Ringo krächzte: „Verdammter Menschenjäger. Schieß doch. Damit du dir keine Sorgen um Liz zu machen brauchst!“ Seine Hände schossen vor, krallten sich in Kellys Jacke fest und wollten Kelly umreißen. Die Augen des Sheriffs waren kalt und ausdruckslos wie zuvor, als er den Coltlauf erneut niedersausen ließ. Ohne einen Laut sank Ringo in den Sand zurück.

Liz hatte die Fingerspitzen vor die Lippen gepresst. Tränen liefen ihr über die Wangen, ohne dass sie es merkte. Sie saß wie gelähmt im Sattel. Die Aufgebotsreiter waren ausgeschwärmt den Hang herabgeritten. Sie bildeten einen Kreis um Kelly und den Desperado. Dann tauchte ein weiterer Reiter auf, der den Ring der anderen durchbrach.

Glenn Trafford, der Deputy. Atemlos sprang er neben Kelly vom Pferd.

„Ist er tot?“ Aber da begann sich Ringo schon wieder am Boden zu regen. Der Wille zum Überleben und zur Flucht war wie festgewurzelt in seinem Unterbewusstsein und machte ihn zäh wie eine Raubkatze. Kelly ging zu seinem Falben, kam mit Stahlfesseln zurück und ließ sie um Ringos Handgelenke zuschnappen.

„Warum bist du hinter ihm her, Glenn? Du konntest doch nicht ahnen, dass er zur Bande der Postkutschenräuber gehört.“

„Er hat mit zwei Freunden in Red Hill auf Jeff Babcock gelauert und ihn erschossen!“, erwiderte Glenn heiser. Dann erst entdeckte er das Mädchen, und wieder spürte er die gleiche Bitterkeit wie in der Stadt.

Einen Moment war ein scharfes Aufblitzen in Kellys hellen Augen. Dann bückte er sich und zerrte den wieder zu sich kommenden Banditen mit harter Faust in die Höhe. Ein Mann aus dem Aufgebot ritt dicht an die kleine Gruppe heran. Er war hager und grauhaarig wie der Sheriff. Der buschige graue Schnurrbart und der gestreifte Tuchanzug waren der einzige wesentliche Unterschied. Sonst hätten sie Brüder sein können. Jetzt starrte der Schnurrbärtige den Deputy entgeistert an. Um seine Mundwinkel zuckte es.

„Was sagst du da, Glenn? Was hat Ringo getan?“

Glenn schaute auf. Er wischte sich den Schweiß von der Stirn. „Es tut mir leid. Babcock. Jeff ist tot. Ringo war wie besessen von seinen Rachegedanken!“

Das Zucken um Sam Babcocks Mundwinkel wurde heftiger. Eine Weile saß er wie gelähmt im Sattel. Sein Blick wanderte über Glenn hinweg ins Leere. Ringsum war jeder Laut verstummt.
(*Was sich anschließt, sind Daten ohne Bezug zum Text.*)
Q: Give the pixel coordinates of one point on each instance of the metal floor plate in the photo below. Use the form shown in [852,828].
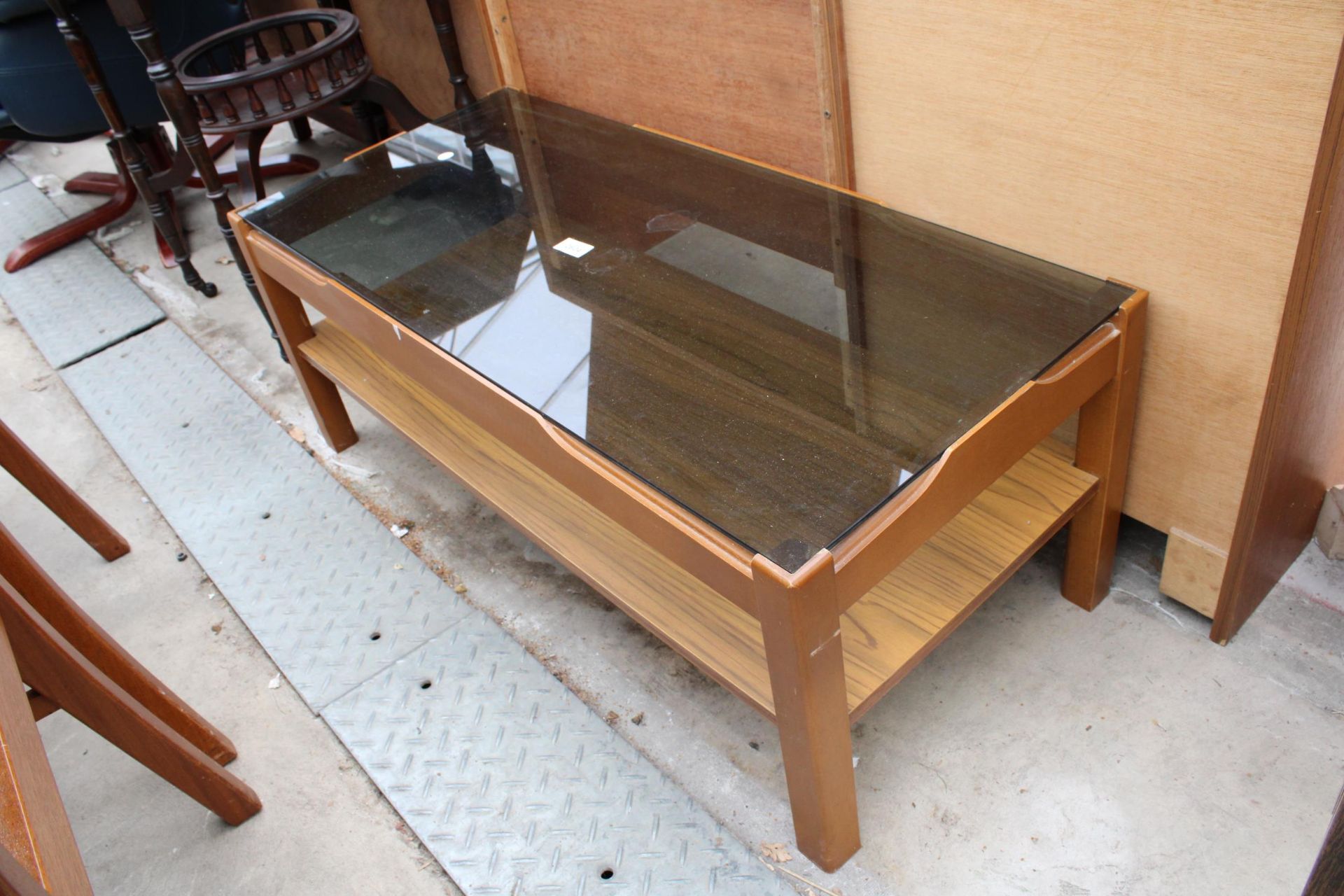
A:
[330,593]
[76,301]
[518,788]
[511,780]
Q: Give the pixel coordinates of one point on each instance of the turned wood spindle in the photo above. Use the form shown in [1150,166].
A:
[227,105]
[311,83]
[134,15]
[286,101]
[203,108]
[125,149]
[254,102]
[442,16]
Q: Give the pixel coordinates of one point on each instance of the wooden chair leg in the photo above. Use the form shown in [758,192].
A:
[52,666]
[1105,426]
[59,498]
[802,625]
[38,850]
[96,645]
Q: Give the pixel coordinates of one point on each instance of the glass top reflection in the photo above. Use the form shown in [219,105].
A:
[777,356]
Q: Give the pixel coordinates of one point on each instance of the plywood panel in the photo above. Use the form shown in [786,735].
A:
[1168,144]
[741,77]
[1300,445]
[401,39]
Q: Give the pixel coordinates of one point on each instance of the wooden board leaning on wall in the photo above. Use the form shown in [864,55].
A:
[1168,144]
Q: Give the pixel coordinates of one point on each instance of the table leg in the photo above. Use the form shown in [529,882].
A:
[800,621]
[1105,426]
[292,327]
[59,498]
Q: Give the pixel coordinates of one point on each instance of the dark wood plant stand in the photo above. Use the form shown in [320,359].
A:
[136,18]
[261,73]
[143,164]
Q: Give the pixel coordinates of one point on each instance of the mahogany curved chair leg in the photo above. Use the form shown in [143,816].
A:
[93,182]
[62,235]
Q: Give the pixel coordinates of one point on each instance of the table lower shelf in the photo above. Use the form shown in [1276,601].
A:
[885,634]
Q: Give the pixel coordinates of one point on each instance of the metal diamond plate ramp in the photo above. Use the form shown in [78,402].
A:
[76,301]
[10,175]
[328,592]
[518,788]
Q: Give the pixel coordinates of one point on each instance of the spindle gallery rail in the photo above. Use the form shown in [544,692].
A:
[274,69]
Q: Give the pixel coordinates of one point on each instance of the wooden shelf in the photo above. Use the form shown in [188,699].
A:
[885,634]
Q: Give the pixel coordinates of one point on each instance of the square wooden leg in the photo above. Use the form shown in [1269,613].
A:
[293,328]
[800,621]
[1105,428]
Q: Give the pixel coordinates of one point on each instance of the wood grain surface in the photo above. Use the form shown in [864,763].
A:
[1300,444]
[885,634]
[1168,144]
[742,77]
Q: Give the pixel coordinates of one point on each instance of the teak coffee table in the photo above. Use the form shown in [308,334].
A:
[793,433]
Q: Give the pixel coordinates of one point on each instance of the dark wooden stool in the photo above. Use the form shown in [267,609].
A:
[254,76]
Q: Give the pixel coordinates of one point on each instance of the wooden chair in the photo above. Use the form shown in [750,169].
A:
[70,664]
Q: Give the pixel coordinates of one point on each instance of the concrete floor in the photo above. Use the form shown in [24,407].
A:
[1041,750]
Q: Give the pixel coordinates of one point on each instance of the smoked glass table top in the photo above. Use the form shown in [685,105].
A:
[777,356]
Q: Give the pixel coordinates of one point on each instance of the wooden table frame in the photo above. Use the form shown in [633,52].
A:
[811,649]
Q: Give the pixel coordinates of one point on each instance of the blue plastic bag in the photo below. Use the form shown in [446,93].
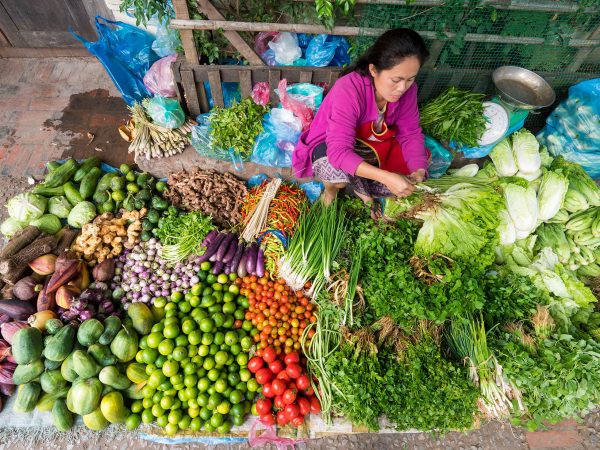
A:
[126,54]
[322,49]
[231,93]
[167,41]
[440,157]
[275,145]
[573,128]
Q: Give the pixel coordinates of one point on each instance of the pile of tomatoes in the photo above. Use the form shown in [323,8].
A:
[278,314]
[288,394]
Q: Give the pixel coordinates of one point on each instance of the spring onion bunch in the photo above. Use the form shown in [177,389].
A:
[314,247]
[468,340]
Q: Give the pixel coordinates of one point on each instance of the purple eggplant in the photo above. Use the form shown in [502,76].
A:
[218,268]
[251,261]
[241,269]
[235,261]
[212,248]
[224,246]
[260,263]
[230,253]
[209,238]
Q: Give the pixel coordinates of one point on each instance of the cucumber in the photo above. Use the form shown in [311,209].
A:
[72,193]
[85,167]
[89,182]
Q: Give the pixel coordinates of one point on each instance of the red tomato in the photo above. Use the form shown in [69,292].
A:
[298,420]
[291,358]
[276,366]
[303,382]
[293,370]
[289,396]
[263,406]
[268,419]
[255,364]
[304,405]
[279,386]
[281,418]
[291,411]
[315,405]
[279,402]
[283,376]
[264,375]
[269,354]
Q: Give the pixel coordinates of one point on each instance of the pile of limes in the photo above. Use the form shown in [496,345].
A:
[196,358]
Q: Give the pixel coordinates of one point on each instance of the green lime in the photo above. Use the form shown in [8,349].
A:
[196,424]
[147,416]
[228,308]
[220,386]
[207,325]
[252,385]
[166,347]
[176,296]
[221,358]
[157,411]
[180,353]
[205,413]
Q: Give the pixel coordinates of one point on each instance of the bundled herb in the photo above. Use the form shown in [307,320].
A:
[182,235]
[236,127]
[314,247]
[468,341]
[455,115]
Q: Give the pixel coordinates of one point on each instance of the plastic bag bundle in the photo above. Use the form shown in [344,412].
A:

Schließlich schien sich Babcock wieder zu fangen. Mit einer zähflüssigen Bewegung richtete er sein wettergegerbtes, schnurrbärtiges Gesicht, das so gar nicht zu dem teuren, städtisch geschnittenen Anzug passte, auf den Gefangenen.

„Du Dreckskerl! Ich wünschte, wir hätten dich schon damals aufgehängt, du Lump!“ Er schlug die Jacke zurück und griff zum Colt. Ringo lehnte schwitzend und schwer atmend an der Flanke von Kellys Falben.

Kelly trat schnell auf den Großrancher zu. „Nein, Sam. Nimm dich zusammen. Ich kann verstehen, wie hart dich das trifft.“

„Dann geh aus der Schusslinie, damit ich diesem Mordbanditen den Lohn geben kann!“, schrie Babcock los.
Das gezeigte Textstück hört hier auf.